Task: I am to run an ETL job that will Extract TIFF images from GCS, Transform those images to text with a combination of open source computer vision tools such as OpenCV + Tesseract and ultimately Load the data into BigQuery
Problem: I am trying to use Dataflow to perform the ETL job because I have millions of images (each image is a separate file/blob) and I want to scale to hundreds of machines. However, I am running into some problems with Dataflow (which will be described in greater detail below) regarding the best means to download the images.
Questions: Ultimately I am trying to determine:
1) Is dataflow the best solution to do this? Alternatives that I have considered are running a multithreaded job on a large machine. Are there any other alternatives that I should be considering?
2) If dataflow is the best solution, then how should I specifically handle downloading the millions of images (so that I can run them through a transformation)?
Technical challenges:
The following post Recommended solution recommends using beam.io.gcp.gcsio.GcsIO().open(filepath, 'r')

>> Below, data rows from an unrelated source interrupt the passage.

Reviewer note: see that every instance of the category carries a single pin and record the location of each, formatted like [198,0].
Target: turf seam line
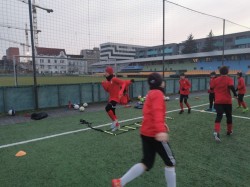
[80,130]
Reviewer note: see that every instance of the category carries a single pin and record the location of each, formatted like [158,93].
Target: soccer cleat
[116,126]
[181,111]
[116,183]
[112,126]
[245,110]
[217,137]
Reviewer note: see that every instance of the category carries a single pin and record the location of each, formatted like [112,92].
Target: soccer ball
[76,107]
[11,112]
[81,109]
[167,98]
[85,105]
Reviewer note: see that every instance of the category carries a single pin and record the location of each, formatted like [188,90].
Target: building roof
[174,57]
[75,56]
[49,51]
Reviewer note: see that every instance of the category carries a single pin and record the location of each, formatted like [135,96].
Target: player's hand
[120,96]
[162,137]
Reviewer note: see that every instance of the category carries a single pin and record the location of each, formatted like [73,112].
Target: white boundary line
[76,131]
[242,117]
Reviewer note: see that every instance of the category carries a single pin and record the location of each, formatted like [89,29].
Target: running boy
[154,135]
[241,88]
[184,92]
[211,92]
[223,101]
[115,88]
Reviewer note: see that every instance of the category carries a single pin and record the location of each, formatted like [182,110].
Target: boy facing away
[154,135]
[223,101]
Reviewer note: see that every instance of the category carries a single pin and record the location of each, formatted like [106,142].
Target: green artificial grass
[90,158]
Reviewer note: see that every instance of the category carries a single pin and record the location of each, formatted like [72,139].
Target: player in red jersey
[241,88]
[184,92]
[115,88]
[211,92]
[125,99]
[223,101]
[154,135]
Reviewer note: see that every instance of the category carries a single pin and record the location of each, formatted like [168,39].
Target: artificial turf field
[91,159]
[46,80]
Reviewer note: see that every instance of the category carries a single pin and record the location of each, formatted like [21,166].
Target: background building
[77,64]
[118,51]
[11,52]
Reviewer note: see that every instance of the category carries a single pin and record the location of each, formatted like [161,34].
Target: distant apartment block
[11,52]
[77,64]
[117,51]
[232,41]
[56,61]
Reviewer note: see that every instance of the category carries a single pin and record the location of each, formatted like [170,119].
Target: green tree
[190,45]
[209,43]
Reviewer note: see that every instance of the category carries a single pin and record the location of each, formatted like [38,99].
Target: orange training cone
[20,153]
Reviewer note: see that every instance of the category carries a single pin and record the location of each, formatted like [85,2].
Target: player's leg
[164,150]
[110,109]
[219,114]
[181,104]
[228,111]
[211,101]
[186,103]
[145,165]
[243,103]
[239,100]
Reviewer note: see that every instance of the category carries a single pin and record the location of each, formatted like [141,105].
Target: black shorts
[211,96]
[151,147]
[240,97]
[223,108]
[185,97]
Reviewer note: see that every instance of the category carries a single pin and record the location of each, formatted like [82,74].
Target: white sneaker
[217,137]
[112,126]
[116,126]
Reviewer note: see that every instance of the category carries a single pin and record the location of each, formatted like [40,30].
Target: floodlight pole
[223,42]
[15,71]
[33,56]
[163,40]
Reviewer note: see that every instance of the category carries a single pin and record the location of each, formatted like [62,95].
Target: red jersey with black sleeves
[221,86]
[184,86]
[241,86]
[154,113]
[210,83]
[115,88]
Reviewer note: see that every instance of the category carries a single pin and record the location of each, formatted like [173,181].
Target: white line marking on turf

in a DoFn to download images from GCS.
I've attempted going down this path, using beam.io.gcp.gcsio.GcsIO().open(filepath, 'r')

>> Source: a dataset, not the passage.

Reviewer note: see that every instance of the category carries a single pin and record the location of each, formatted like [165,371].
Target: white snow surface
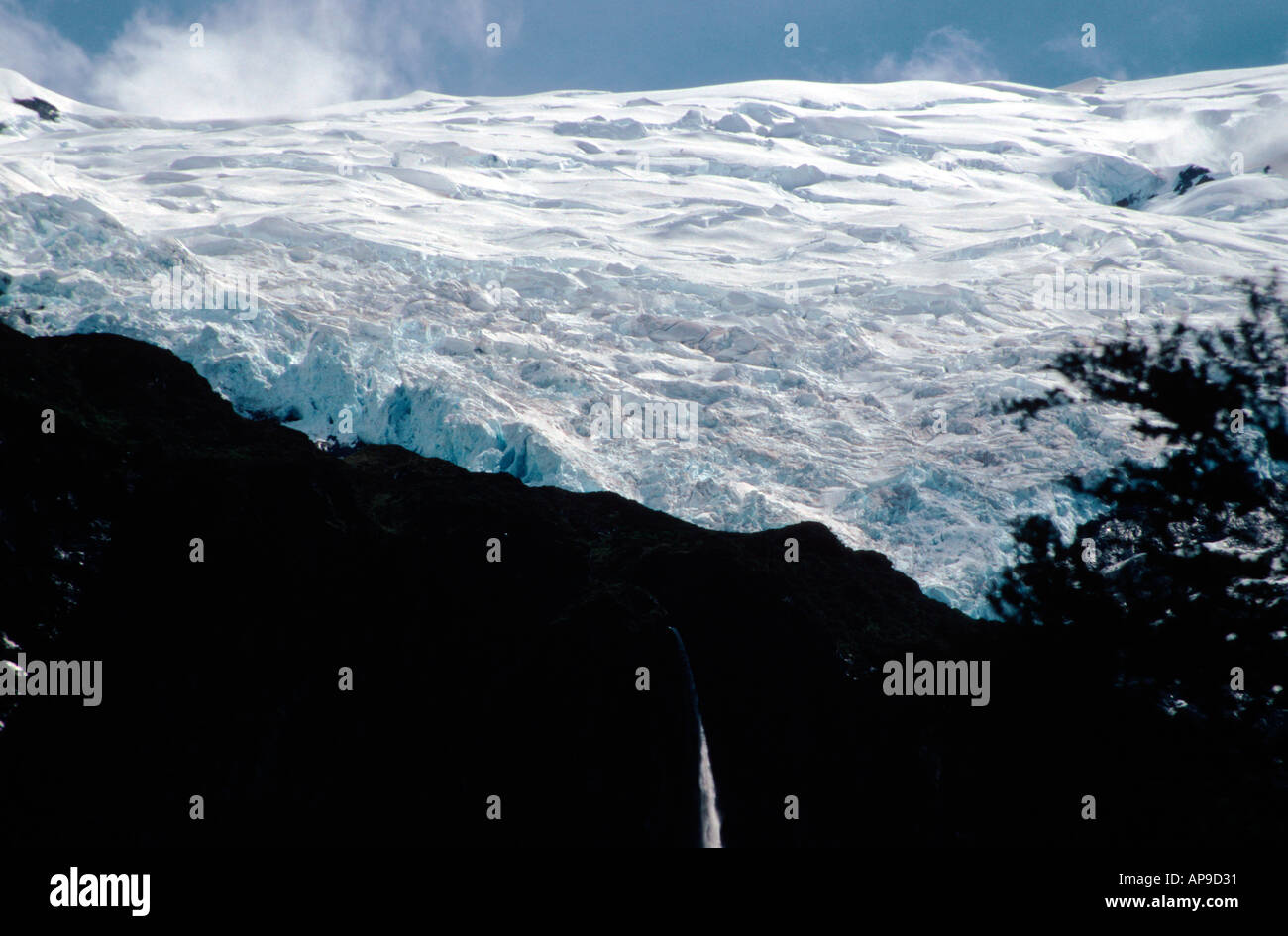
[829,271]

, however, I am having trouble open the images. That issue is described here: IO.BufferReader issue.
When using the DirectRunner
I can download the image files using this client api from google.cloud import storage
and I can open and pre-process the images no problem. However, when using the dataflow runner, I am having dependency issues, AttributeError: 'module' object has no attribute 'storage'
.
That being said, If Dataflow is the best solution, what is the best method to download and process millions of images?